O experimento comprovou que sonecas de 30 a 60 minutos de duração aumentaram em cerca de 10% a retenção do conteúdo. Por outro lado, não se observaram melhoras significativas nos casos em que os alunos dormiam menos de 30 minutos.

Para os autores do estudo, a melhora deve ter sido propiciada pelo estágio 2 de sono, benéfico para a memória declarativa, de curto prazo. Sonecas matutinas também envolvem sono com sonhos, o estágio REM (ou MRO, em português, caracterizado por movimentos rápidos dos olhos), mais associado com criatividade.

Não é a primeira vez que Ribeiro participa de estudos no gênero. Quatro anos atrás ele e outros coautores publicaram artigo no periódico Frontiers of Systems Neuroscience (também relatado nesta coluna) apresentando resultados obtidos com 584 estudantes de idade similar.

Os ganhos indicados no trabalho anterior, entretanto, poderiam também dever-se à presença inédita de alunos de pós-graduação, em estabelecimentos em áreas de nível socioeconômico baixo, para aplicar os testes. Novidades no ambiente escolar podem também induzir melhoras no desempenho.

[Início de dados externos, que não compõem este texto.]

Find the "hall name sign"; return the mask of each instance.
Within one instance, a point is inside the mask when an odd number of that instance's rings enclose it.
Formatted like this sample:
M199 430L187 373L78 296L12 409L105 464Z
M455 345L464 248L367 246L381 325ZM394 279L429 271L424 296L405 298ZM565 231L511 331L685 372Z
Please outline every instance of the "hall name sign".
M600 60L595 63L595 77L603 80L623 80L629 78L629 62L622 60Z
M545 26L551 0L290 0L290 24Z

Para controlar essa variável, o novo trabalho empregou os próprios professores e conteúdos regulares do currículo, num arranjo que o texto descreve como "naturalista". Decidiu-se também não medir as ondas cerebrais dos estudantes, porque a aparelhagem poderia acarretar interferências no sono.

"Estou cada vez mais convencido de que a revolução educacional que o Brasil precisa fazer começa pelo aumento para valer dos salários do magistério e passa em seguida pela otimização da fisiologia (sono, alimentação, exercício) e pela avaliação contínua personalizada via computador", diz Ribeiro.

Uma das coisas por fazer, à luz dos dados de pesquisa, é repensar a prática de fazer as crianças irem à escola tão cedo de manhã. "Se não usarmos o melhor da ciência do aprendizado para reformar essa educação péssima que provemos, vamos seguir na rabeira da caravana", adverte.

Quem atenta para os últimos resultados do Sistema de Avaliação da Educação Básica (Saeb) do Brasil sabe bem do que ele está falando. É de tirar o sono.